A version for consoles titled Slayaway Camp: Butcher's Cut was released, first for Xbox One on 23 October 2017, for PlayStation 4 the day after, for Nintendo Switch on 22 March 2018, and for PlayStation Vita on 20 November 2018. Butcher's Cut included previously released DLC.

== Reception ==

Slayaway Camp received "generally favorable" reviews according to review aggregation website Metacritic.

The gameplay received both positive and negative reviews. James Cunningham of Hardcore Gamer described it and level design as clever, and Carter Dotson of Touch Arcade complimented its introduction and composition of its puzzle elements. Campbell Bird of 148Apps called the puzzle design "solid", but felt that it did not stand out apart from its theming. In contrast, Simon Fitzgerald of Push Square commented that the gameplay could be repetitive, and CG Magazines Helena Shlapak called Slayaway Camp "little long and monotonous", though Nintendo Lifes Richard Atkinson said that "Just when we thought the title is getting repetitive, it throws in another element for us to cater for and made us step back and rethink". Writing for Multiplayer.it, Tommaso Pugliese criticized the quick-time events included at the end of each level. The quantity of levels and collectibles was positively received by multiple reviewers, including Pugliese, Dotson, and Olivia Falk of Cubed3.
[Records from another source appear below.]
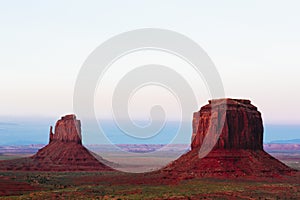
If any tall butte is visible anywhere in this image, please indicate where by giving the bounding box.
[162,99,295,179]
[0,115,113,171]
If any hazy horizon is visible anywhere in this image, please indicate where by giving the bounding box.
[0,0,300,146]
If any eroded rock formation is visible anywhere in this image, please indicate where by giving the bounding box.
[0,115,113,171]
[161,99,295,179]
[191,99,263,150]
[49,115,82,144]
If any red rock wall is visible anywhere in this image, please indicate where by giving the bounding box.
[191,99,263,150]
[49,115,82,144]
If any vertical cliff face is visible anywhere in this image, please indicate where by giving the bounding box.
[49,115,82,144]
[0,115,113,171]
[191,99,263,150]
[161,99,294,180]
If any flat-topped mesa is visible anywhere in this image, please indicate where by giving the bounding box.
[49,115,82,144]
[191,99,263,150]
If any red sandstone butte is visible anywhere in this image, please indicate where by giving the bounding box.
[0,115,113,171]
[161,99,295,179]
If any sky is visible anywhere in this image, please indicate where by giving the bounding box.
[0,0,300,124]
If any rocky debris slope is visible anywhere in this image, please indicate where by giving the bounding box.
[161,99,294,179]
[0,115,113,171]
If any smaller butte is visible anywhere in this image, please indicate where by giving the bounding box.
[0,115,114,171]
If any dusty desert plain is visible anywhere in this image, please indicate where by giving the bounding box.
[0,144,300,199]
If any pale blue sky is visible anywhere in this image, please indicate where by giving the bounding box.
[0,0,300,124]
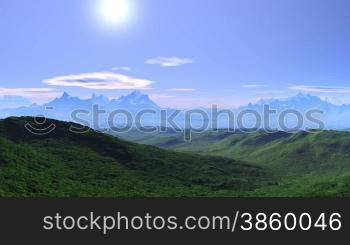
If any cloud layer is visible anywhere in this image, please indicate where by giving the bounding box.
[145,57,194,67]
[289,85,350,94]
[43,72,154,90]
[0,88,60,99]
[168,88,196,92]
[112,66,132,71]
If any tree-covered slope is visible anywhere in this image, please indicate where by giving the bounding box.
[0,118,267,196]
[115,130,350,196]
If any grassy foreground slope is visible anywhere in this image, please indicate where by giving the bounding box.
[0,118,266,197]
[115,130,350,196]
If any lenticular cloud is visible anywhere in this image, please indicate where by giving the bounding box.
[44,72,154,90]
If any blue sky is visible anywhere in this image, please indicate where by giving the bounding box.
[0,0,350,107]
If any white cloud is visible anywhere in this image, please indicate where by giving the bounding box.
[149,94,176,99]
[112,66,132,71]
[168,88,196,92]
[0,88,60,99]
[145,57,194,67]
[43,72,154,90]
[242,84,266,89]
[289,85,350,94]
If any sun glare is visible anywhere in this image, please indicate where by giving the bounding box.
[98,0,130,25]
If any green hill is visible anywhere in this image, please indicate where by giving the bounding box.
[115,130,350,196]
[0,118,268,197]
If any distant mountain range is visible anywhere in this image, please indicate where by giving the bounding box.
[0,91,350,129]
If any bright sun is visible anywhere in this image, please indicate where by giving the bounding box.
[98,0,130,25]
Reviewers praised the theming, art, and animations of Slayaway Camp. Atkinson described the death sequences as entertaining and fun to watch, and praised the theming and references to specific films. Shlapak praised Slayaway Camp for its evocation of nostalgia, describing it as using this effect "exceptionally well". The juxtaposition of the horror game theming and puzzle game gameplay drew specific praise multiple reviewers, including Dotson of Touch Arcade and Christian Donlan of Eurogamer, and Rock Paper Shotguns Adam Smith described it as "brilliant" despite not usually understanding the appeal of puzzle games.
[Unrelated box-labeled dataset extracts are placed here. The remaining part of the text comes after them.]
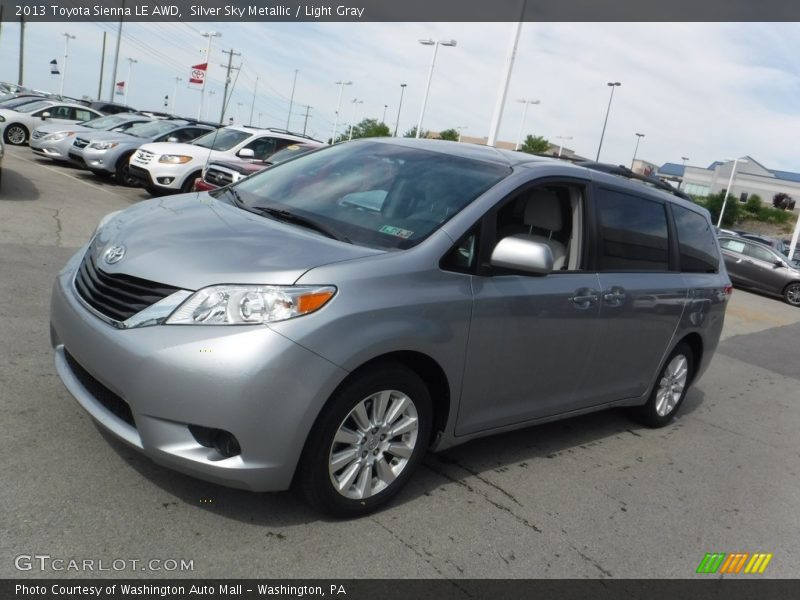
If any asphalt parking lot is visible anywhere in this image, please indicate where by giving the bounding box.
[0,143,800,579]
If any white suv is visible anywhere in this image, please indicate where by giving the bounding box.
[130,126,310,194]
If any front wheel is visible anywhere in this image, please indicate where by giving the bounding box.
[633,342,693,428]
[783,281,800,306]
[298,363,432,517]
Some reviewers criticized Slayaway Camp's controls. Cunningham commented that the controller support was poor, Nintendojos Andy Hoover criticized a "lack of consistency" in the touchscreen controls, and Atkinson found the console port's directional pad support to be superior to the mobile version's touch controls. Slayaway Camp was named as one of the top three entries at the 2017 Google Play Indie Games Festival.

Aggregate score
| Aggregator | Score |
|---|---|
| Metacritic | PC: 83/100 iOS: 88/100 PS4: 75/100 NS: 79/100 |

== Legacy ==
After the console release of Slayaway Camp, Blue Wizard Digital was approached by Horror Inc about producing a mobile game in the Friday the 13th franchise, which led to the development of Friday the 13th: Killer Puzzle. A sequel, Slayaway Camp II, was released on iOS and Android on 24 October 2023, and on Steam for Windows, macOS, and Linux on 28 October 2024.